Le courant n’est pas en reste. Les tarifs réglementés de l'électricité (dits tarifs Bleu, Jaune et Vert) augmentent également de 2% pour refléter la hausse des coûts d’EDF, soit en moyenne 0,9 euros en plus chaque mois TTC à payer.
Les prix du train à la hausse, mais des incitatifs pour les voitures vertes
Les transports ne sont pas épargnés non plus. Les passagers du rail (hors TGV) vont devoir faire face à une progression des tarifs de 2% pour les billets Intercités et TER. Idem en Ile-de-France avec la hausse, toujours de 2%  pour le forfait annuel du Pass Navigo. A l’inverse, pour les automobilistes, les bonus écologiques sont renforcés. Annoncée la semaine dernière dans le cadre du plan de soutien à la filière automobile, celui pour les voitures électriques (moins de 20g de CO2 par km) passe de 5.000 à 7.000 euros et de 2.000 à 4.000 euros pour les véhicules hybrides émettant moins de 110g de CO2 par km. Pour les autres véhicules, les bonus sont également revus à la hausse: le bonus passe de 100 à 200 euros pour la tranche 91-105g de CO2 par km, de 400 à 550 euros pour la tranche de 61 à 90g , de 3.500 à 4.500 euros pour la tranche 51 à 60g. Le décret «étend également l'attribution des aides pour les véhicules facturés ou pris en location aux administrations de l'Etat», ainsi qu'aux entreprises.
Fin du «travailler plus pour gagner plus»
Par ailleurs, la fin du «travailler plus pour gagner plus», votée mardi par les parlementaires, entraînera une baisse de rémunération de 450 euros en moyenne, par an, pour les huit à neuf millions de salariés concernés. A compter de ce mercredi, les heures supplémentaires ne seront plus défiscalisées et au 1er septembre, les cotisations salariales s’appliqueront à nouveau.

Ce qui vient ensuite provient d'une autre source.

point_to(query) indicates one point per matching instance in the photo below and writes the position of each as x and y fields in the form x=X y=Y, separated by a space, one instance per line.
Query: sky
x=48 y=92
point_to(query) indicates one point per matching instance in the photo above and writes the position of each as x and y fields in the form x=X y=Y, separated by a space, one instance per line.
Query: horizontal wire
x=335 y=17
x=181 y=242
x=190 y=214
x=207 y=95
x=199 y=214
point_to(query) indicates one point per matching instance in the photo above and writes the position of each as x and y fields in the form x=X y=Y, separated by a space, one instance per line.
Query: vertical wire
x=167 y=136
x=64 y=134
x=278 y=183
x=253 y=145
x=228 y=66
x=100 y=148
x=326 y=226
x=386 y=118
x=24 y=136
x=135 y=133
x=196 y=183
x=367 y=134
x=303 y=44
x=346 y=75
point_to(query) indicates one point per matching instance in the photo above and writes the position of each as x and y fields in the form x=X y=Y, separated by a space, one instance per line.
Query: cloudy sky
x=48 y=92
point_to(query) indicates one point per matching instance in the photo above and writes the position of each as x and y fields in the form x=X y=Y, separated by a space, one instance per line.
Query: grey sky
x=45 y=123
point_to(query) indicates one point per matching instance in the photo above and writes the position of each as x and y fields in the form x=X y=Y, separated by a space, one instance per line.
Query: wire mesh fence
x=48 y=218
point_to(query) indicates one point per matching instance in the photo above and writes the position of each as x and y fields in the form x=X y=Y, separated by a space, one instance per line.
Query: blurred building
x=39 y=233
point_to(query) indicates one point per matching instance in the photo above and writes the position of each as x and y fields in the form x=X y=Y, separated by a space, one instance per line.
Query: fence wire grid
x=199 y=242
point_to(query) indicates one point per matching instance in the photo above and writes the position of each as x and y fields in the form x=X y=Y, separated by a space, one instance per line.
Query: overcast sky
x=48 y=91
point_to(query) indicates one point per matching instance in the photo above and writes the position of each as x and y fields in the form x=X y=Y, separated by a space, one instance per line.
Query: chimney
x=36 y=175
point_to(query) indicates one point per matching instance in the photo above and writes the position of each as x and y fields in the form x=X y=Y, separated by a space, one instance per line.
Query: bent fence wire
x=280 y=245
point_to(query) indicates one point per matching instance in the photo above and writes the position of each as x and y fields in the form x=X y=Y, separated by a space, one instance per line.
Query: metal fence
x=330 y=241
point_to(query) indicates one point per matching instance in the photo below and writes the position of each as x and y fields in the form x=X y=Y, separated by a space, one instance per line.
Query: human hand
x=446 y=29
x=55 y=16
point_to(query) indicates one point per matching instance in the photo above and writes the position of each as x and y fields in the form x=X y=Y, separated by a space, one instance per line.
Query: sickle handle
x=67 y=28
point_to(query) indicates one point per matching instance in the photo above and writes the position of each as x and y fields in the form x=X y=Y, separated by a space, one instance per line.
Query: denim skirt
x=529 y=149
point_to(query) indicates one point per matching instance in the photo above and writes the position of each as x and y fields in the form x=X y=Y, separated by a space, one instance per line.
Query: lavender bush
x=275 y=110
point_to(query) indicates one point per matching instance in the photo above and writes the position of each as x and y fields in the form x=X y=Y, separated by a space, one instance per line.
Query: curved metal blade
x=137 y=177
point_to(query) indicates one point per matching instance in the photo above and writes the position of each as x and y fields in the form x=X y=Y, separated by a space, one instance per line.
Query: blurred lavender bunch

Quel impact pour la taxe sur les transactions financières?
Dernière nouveauté, la taxe sur les transactions financières. Prévue par la précédente majorité, elle a été renforcée par la nouvelle. Il s'agit d'un prélèvement de 0,2% sur les échanges d'actions. Ce nouvel impôt vise les 109 sociétés hexagonales dont la capitalisation est supérieure à un milliard d’euros. «Le rendement du doublement du taux de la taxe sera de 170 millions d’euros en 2012 et de 500», précise Bercy.
Ce sont les intermédiaires financiers qui devront s’en acquitter. Charge à eux de refiler le surcoût à leurs clients. Une disposition qui n’incitera certainement pas les particuliers à s’intéresser davantage aux actions. Fin 2011, la France ne comptait plus qu’environ quatre millions de d’actionnaires individuels de sociétés cotées, contre sept millions en 2002. A cela s’ajoute le manque d’appétence pour l’assurance-vie, également investie pour partie en actions, des ménages, en raison de la crise qui sévit dans la zone euro. Dans les deux cas, c’est une très mauvaise nouvelle pour les entreprises hexagonales, et notamment les PME, qui souffrent d’un déficit endémique de capitaux pour se développer. Plus que jamais, cela risque d’inciter les Français à se tourner vers l’épargne courte, à l’image du succès du Livret A, décrypte Philippe Crevel, secrétaire général du Cercle des épargnants. L’an dernier, le poids des actions dans le patrimoine financier des ménages n’était que de 3,5%.